Bmp1 has a protective effect on the intestinal tract of burned mice
To identify the underlying effects of Bmp1 on the burned mice, RNA samples were collected for detecting expression changes in Bmp1.
Firstly, we established the third-degree mouse burn model (Fig. 3A) and verified the expression levels of Bmp1 in each group by qRT-PCR (Fig. 3B). Histological examination of H&E-stained sections under light microscopy showed that the intestinal mucosal injury in the Burn+Bmp1 group was slighter than that in the burn group (Fig. 3C, Table S1, and Table S2). The results of the ELISA showed that the levels of serum LPS, IL-6, and TNF-α in the burn group were significantly higher than those in the control group while the levels in the Burn+Bmp1 group were intermediate between the two groups (Fig. 3D). The western blot results showed that, compared with the control group, the expression of MMP9 in the Burn+Bmp1 group increased significantly, while the expression of E-cadherin and ZO-1 decreased significantly (Fig. 3E).
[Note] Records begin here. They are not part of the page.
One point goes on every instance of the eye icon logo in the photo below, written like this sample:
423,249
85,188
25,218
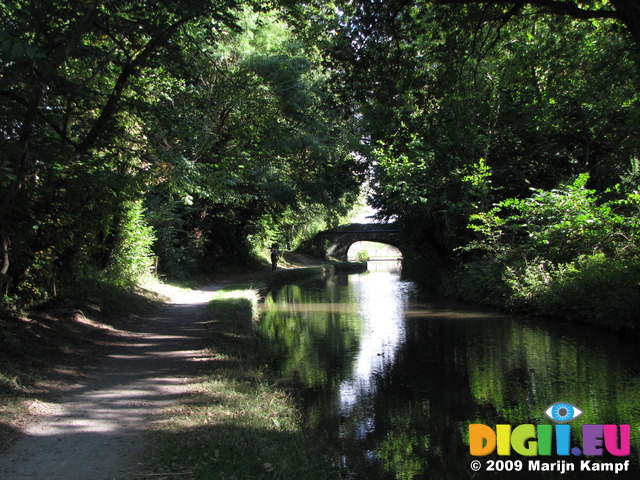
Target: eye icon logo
562,412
Bmp1 serves as a miRNA sponge for miR-128-3p
Studies have shown that lncRNAs can be used as ceRNAs to sponge miRNAs, leading to the de-expression of miRNA targets. To investigate the mechanism underlying Bmp1’s role in cell proliferation and migration, we used bioinformatic analysis to predict the potential miRNAs that may bind to Bmp1. Analysis with miRWalk software showed that miR-128-3p was predicted to bind to Bmp1 (Fig. 4A). qRT-PCR results proved that Bmp1 negatively regulated the expression of miR-128-3p (Fig. 4B). To further determine whether Bmp1 directly regulates miR-128-3p, we cloned the hypothetical miR-128-3p target-binding sequence into a luciferase construct. The miR-128-3p mimic and Bmp1 wild-type or mutant reporter genes were transfected into 293T cells (Fig. 4C). It was found that the miR-128-3p mimic significantly reduced luciferase activity of the Bmp1 wild-type reporter gene, and the mutation of the Bmp1 target successfully reversed the previous inhibition (Fig. 4D). These findings indicate the binding conditions of miR-128-3p and Bmp1.
Upregulation of miR-128-3p alters the impact of Bmp1 overexpression on IEC-6 cells
To further investigate how miR-128-3p was involved in Bmp1-mediated cell proliferation and migration, rescue assays were performed. As shown in Fig. 5A, the miR-128-3p expression was upregulated or suppressed after transfection with miR-128-3p mimic or miR-128-3p inhibitor, respectively. The CCK-8 results showed that overexpression of Bmp1 and knockdown of miR-128-3p could significantly promote cell proliferation, while knockdown of Bmp1 and overexpression of miR-128-3p could significantly inhibit cell proliferation. When Bmp1 and miR-128-3p were overexpressed or knocked down at the same time, miR-128-3p could reverse the effects of Bmp1 on cell proliferation (Fig. 5B). The wound-healing assay and western blot results showed that overexpression of Bmp1 and knockdown of miR-128-3p promoted both cell migration and the expression of MMP9, and reduced the expression of E-cadherin and ZO-1. After knocking down Bmp1 and over-expressing miR-128-3p, IEC-6 cell migration was inhibited, MMP9 concentrations were significantly reduced and the expression of E-cadherin and ZO-1 were significantly increased. When Bmp1 and miR-128-3p were overexpressed or knocked down at the same time, miR-128-3p reduced the effect of Bmp1 on cell migration and migration-related proteins MMP9, E-cadherin, and ZO-1 (Fig. 5C, D). Immunofluorescence assay results showed that overexpression of Bmp1 and knockdown of miR-128-3p significantly reduced the expression of E-cadherin, while E-cadherin levels increased on Bmp1 knockdown and miR-128-3p overexpression. When Bmp1 and miR-128-3p were overexpressed or knocked down at the same time, miR-128-3p reduced the effect of Bmp1 on E-cadherin (Fig. 5E).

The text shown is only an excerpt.